Sin embargo, esta visita oficial ha desatado una fuerte polémica, ya que se produce tan solo dos semanas después de que Senegal aprobara un endurecimiento de su legislación contra la homosexualidad, cumpliendo así una de las promesas electorales del actual gobierno surgido tras las elecciones de 2024, aunque el país ya castigaba las relaciones homosexuales desde 1965. La nueva norma considera las sanciones anteriores “demasiado indulgentes”.
La Asamblea Nacional aprobó la ley con 135 votos favorables, ninguno en contra y tres abstenciones. La nueva legislación eleva la pena máxima de cárcel por mantener relaciones homosexuales consentidas, pasando del rango de 1 a 5 años a entre 5 y 10 años de prisión. Además, las multas, que antes oscilaban entre 100.000 y 1.500.000 francos CFA, ahora se sitúan entre los 2 y los 10 millones. También se criminaliza la “promoción, apoyo o financiación” de la homosexualidad, la bisexualidad y la transexualidad, con sanciones que incluyen penas de prisión y elevadas multas. Para colmo, el texto prohíbe a los jueces imponer condenas menores al mínimo establecido o suspenderlas.
Este episodio ha vuelto a poner sobre la mesa el debate acerca de la incoherencia de la política exterior del Gobierno de Sánchez, sobre todo por su aparente contradicción entre la defensa proclamada de los derechos fundamentales y la realidad de sus alianzas diplomáticas y económicas. No debe olvidarse que Naciones Unidas y diversas organizaciones defensoras de los derechos humanos han calificado esta nueva ley como “profundamente preocupante” y contraria a los DDHH, solicitando expresamente que no entre en vigor o sea derogada.
Pedro Sánchez ha deformado la política exterior española hasta alejarla de los países occidentales con mayores cotas de bienestar y libertad, acercándola peligrosamente a regímenes autoritarios donde la represión, la falta de libertades y las vulneraciones de derechos humanos son moneda corriente.
Cada vez que el presidente español realiza declaraciones sobre asuntos internacionales, los aplausos no llegan de las democracias consolidadas, sino de las dictaduras más brutales y de los grupos terroristas más temidos. Pocos españoles imaginaron que el país pudiera verse en una situación semejante. La imagen de España, una vez concluya el mandato de este auténtico cáncer político, tardará décadas en repararse ante la comunidad internacional.

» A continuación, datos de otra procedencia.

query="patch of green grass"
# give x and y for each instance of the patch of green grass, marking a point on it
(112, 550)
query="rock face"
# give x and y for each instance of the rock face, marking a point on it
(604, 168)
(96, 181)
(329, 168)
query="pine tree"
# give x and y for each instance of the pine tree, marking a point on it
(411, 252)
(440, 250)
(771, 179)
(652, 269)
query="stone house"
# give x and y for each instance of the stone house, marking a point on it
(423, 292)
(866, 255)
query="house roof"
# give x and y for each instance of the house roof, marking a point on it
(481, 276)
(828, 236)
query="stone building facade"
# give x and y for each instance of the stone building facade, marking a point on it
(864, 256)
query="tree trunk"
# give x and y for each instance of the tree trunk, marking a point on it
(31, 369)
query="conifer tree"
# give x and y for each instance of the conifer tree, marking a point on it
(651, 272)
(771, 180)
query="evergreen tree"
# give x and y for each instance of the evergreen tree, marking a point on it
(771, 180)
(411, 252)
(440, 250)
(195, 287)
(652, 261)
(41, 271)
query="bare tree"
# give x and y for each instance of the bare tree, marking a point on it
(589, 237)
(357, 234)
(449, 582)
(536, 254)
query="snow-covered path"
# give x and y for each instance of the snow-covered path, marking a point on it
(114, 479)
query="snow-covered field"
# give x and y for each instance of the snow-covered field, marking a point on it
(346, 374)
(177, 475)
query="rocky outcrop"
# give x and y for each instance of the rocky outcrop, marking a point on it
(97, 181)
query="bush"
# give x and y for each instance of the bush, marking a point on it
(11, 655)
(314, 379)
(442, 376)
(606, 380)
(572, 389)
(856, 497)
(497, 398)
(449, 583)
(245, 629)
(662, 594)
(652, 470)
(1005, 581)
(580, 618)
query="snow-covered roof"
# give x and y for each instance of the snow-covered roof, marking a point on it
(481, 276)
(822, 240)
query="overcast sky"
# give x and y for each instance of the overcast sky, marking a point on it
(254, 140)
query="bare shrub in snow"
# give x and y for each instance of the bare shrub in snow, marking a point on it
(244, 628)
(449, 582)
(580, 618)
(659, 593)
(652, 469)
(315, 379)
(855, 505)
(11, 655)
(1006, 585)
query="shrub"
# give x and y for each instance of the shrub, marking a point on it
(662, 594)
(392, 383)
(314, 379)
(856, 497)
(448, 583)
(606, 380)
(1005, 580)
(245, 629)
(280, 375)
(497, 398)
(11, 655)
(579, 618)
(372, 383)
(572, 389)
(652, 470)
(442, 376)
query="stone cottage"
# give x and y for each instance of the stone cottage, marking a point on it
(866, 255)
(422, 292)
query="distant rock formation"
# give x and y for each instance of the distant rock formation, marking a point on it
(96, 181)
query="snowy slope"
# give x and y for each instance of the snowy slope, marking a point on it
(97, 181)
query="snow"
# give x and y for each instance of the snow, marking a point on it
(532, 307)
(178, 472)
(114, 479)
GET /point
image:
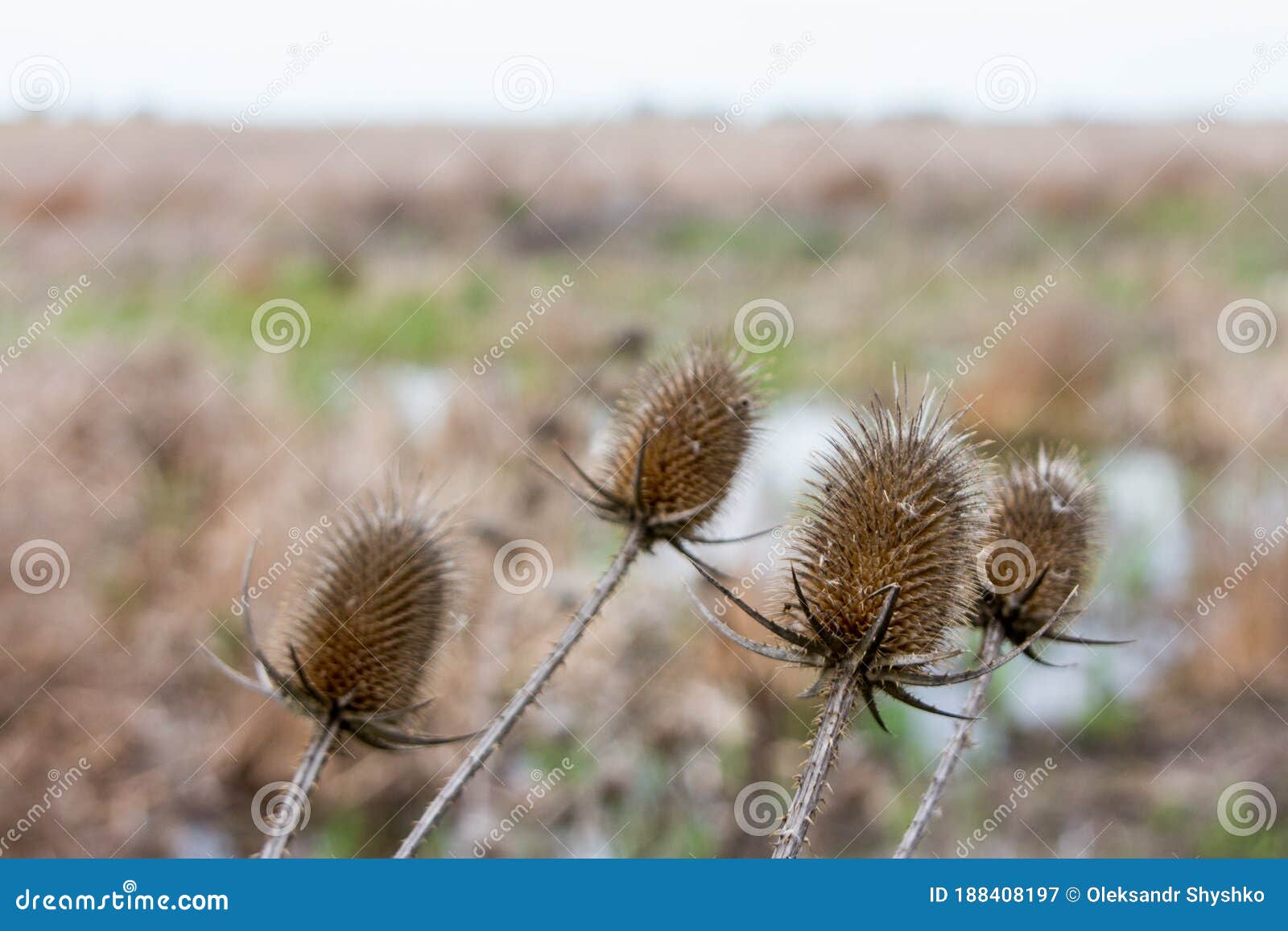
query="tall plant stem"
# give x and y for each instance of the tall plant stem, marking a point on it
(491, 738)
(302, 783)
(957, 744)
(813, 779)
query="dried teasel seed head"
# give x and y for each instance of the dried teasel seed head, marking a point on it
(1045, 514)
(895, 500)
(371, 609)
(693, 418)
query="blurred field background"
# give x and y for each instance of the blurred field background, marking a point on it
(150, 437)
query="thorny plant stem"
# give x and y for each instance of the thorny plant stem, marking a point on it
(302, 783)
(957, 744)
(491, 738)
(813, 779)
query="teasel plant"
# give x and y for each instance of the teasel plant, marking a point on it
(676, 443)
(881, 576)
(1043, 540)
(356, 641)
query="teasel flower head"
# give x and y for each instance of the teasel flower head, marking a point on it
(1042, 542)
(897, 499)
(357, 637)
(882, 568)
(676, 442)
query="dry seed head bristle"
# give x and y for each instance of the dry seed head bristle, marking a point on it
(1053, 510)
(373, 607)
(897, 500)
(695, 416)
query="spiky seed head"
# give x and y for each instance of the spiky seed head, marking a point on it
(373, 607)
(695, 418)
(1045, 513)
(897, 499)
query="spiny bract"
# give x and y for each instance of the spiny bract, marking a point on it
(373, 608)
(897, 500)
(696, 412)
(1045, 515)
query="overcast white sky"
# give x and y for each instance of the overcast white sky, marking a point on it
(390, 62)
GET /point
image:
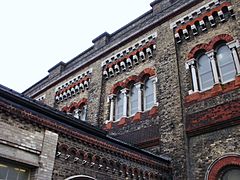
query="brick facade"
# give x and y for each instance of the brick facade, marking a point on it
(191, 126)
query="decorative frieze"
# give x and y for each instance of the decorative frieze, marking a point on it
(211, 14)
(72, 87)
(41, 98)
(128, 61)
(201, 10)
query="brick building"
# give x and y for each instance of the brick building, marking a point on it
(157, 99)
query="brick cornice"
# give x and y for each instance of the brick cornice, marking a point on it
(212, 119)
(24, 114)
(220, 164)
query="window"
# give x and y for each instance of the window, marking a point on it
(83, 113)
(225, 63)
(219, 65)
(13, 172)
(119, 106)
(80, 113)
(129, 99)
(205, 72)
(231, 174)
(148, 94)
(133, 100)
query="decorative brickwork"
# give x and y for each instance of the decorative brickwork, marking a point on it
(225, 115)
(220, 164)
(215, 91)
(208, 47)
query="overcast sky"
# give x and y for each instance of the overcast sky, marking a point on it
(37, 34)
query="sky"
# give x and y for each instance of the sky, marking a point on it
(37, 34)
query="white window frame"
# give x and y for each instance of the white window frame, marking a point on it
(153, 79)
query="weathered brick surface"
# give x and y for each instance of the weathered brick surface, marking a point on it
(177, 112)
(204, 149)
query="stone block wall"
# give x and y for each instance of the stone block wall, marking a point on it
(211, 117)
(27, 144)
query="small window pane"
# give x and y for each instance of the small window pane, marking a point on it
(83, 114)
(23, 174)
(12, 173)
(134, 100)
(3, 171)
(233, 174)
(149, 94)
(119, 106)
(205, 73)
(226, 64)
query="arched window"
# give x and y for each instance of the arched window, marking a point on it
(133, 100)
(205, 74)
(80, 113)
(83, 113)
(119, 106)
(225, 64)
(231, 174)
(148, 94)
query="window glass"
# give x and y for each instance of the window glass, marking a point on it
(83, 114)
(119, 106)
(149, 94)
(226, 64)
(205, 73)
(232, 174)
(133, 100)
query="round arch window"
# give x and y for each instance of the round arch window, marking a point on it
(232, 173)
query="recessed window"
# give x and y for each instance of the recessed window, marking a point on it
(133, 100)
(119, 106)
(205, 72)
(231, 174)
(80, 113)
(13, 172)
(225, 64)
(217, 66)
(148, 94)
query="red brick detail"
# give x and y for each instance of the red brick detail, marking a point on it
(237, 81)
(215, 91)
(131, 79)
(202, 16)
(212, 116)
(216, 39)
(130, 55)
(198, 47)
(63, 147)
(73, 106)
(65, 109)
(153, 112)
(60, 128)
(123, 84)
(221, 164)
(82, 102)
(146, 72)
(122, 121)
(210, 45)
(108, 126)
(137, 117)
(117, 86)
(72, 150)
(72, 85)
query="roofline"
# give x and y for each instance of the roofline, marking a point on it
(61, 117)
(137, 33)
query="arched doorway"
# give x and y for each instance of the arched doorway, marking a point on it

Y no es solo una cuestión moral o de imagen, mientras cada vez más españoles atraviesan dificultades económicas, el Gobierno continúa destinando recursos y subvenciones a gobiernos extranjeros. A modo de ejemplo, ha concedido más de 761.000 euros mediante una convocatoria pública de ayudas para mejorar los sistemas de prevención de inundaciones en Marruecos, mientras se siguen esperando actuaciones urgentes en zonas españolas vulnerables, como el Barranco del Poyo en la Comunidad Valenciana, reclamadas desde hace años.
En definitiva, el líder de este entramado político, que podemos calificar sin temor a equivocarnos de mafia institucionalizada, se ha convertido en una auténtica enfermedad maligna para España, un cáncer que, si no se extirpa en las próximas elecciones generales, podría comprometer seriamente el futuro de España.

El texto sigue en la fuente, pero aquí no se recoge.